What a story of redemption and praise! It is my story too; truly. I was in that trench, that grave, tomb, and mine wasn’t a proverbial pit, but a for-real one. I had been sifting through the layers that kept getting deeper the more I floundered, and it was becoming apparent to me, I had no way out. Desperation had begun to settle in, and every devastating and desolate, discouraging and despairing disaster that you can imagine rose pending around me. My story not only affected me but many others so I saw no way out. I was giving up; I was almost fed up with waiting for some breakthrough. The difference was, I had been waiting on myself, and on others, trusting in my own abilities to work something out, continuing to place my hope in those around me who had no more hope or ability than I did.

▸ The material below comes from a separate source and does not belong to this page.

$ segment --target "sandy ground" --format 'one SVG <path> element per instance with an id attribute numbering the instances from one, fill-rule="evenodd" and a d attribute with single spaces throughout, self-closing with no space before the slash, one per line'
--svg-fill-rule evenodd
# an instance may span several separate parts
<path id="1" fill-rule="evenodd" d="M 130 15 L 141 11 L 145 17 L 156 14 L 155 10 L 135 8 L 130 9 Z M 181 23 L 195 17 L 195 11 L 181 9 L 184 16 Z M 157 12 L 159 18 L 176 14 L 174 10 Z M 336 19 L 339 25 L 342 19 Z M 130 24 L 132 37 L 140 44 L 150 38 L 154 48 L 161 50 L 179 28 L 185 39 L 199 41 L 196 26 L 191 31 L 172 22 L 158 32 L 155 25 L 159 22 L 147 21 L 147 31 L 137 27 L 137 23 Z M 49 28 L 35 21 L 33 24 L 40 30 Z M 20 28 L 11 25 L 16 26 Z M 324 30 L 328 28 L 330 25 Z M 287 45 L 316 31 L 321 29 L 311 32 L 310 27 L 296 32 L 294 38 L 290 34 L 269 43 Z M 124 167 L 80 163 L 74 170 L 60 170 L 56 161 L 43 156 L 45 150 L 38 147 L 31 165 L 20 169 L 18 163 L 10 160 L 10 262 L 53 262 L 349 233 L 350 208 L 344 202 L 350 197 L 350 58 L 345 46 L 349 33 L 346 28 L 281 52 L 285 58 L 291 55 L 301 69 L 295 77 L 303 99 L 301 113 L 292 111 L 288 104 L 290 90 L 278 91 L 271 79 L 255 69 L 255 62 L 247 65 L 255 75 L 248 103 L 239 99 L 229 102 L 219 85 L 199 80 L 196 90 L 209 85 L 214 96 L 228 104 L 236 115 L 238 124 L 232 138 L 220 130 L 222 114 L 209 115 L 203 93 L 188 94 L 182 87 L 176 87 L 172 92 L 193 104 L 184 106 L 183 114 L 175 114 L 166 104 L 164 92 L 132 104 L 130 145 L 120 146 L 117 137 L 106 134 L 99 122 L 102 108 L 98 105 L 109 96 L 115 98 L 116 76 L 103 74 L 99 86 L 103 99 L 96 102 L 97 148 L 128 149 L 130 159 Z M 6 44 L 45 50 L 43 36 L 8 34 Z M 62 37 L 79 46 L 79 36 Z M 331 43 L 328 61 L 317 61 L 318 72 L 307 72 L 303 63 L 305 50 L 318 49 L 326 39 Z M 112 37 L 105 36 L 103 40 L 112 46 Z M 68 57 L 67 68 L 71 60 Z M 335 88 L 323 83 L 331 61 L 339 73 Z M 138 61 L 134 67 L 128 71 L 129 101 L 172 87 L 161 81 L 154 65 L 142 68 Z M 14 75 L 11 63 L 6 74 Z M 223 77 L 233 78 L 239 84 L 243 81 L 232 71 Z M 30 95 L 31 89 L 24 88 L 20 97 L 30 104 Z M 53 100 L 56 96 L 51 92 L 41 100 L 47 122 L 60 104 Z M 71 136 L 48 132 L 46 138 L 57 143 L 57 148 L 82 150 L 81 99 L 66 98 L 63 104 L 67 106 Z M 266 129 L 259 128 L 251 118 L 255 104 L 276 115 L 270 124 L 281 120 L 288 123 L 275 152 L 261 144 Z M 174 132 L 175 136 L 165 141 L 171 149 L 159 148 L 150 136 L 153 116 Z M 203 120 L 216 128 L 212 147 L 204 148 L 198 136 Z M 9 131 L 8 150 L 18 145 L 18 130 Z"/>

It wasn’t until I cried out to the Lord! And He met me in that place. He spoke to me; He knew my name and all about me. He knew my story. He promised me that He would deliver me from the pit I had gotten myself washed up in, that He would rescue me, and redeem the time I had spent lost there. He assured me He would set me on solid ground and there would be something new for me to speak about to others so I could share His faithfulness and grace with many who found themselves drowning like me. But, He said to me, I had to do something also; I had several instructions. I had to trust Him, be obedient and let go.

That was over two-and-a-half years ago, and my life is nothing like it once was, nor am I the same person. Not many from my life before have stayed on this journey with me and I truly have had to practice daily, sometimes multiple times even, the instructions He gave me, to trust Him, to be obedient and to let go. I have had to let go of everything I knew and everything I was and very little has remained. I have had to step out in obedience when I never knew the first thing about obedience, or about trust. He has been so faithful, and every promise He spoke to me, He has kept, and then some.

It is essential to allow ourselves to be rescued by a Holy God. It is essential to hear His voice and to let ourselves believe that He will do what He says He will do. It is essential to let go of all the trappings of this life and reach for what the Lord intends instead. He has my and your very best interest at heart and He will not fail us when we cling to Him. Like someone who had fallen into a mineshaft, deep and dark and dank, He purposed to bring me up out of its recesses so I could walk unharmed and free, out of the dusk and into His glorious light.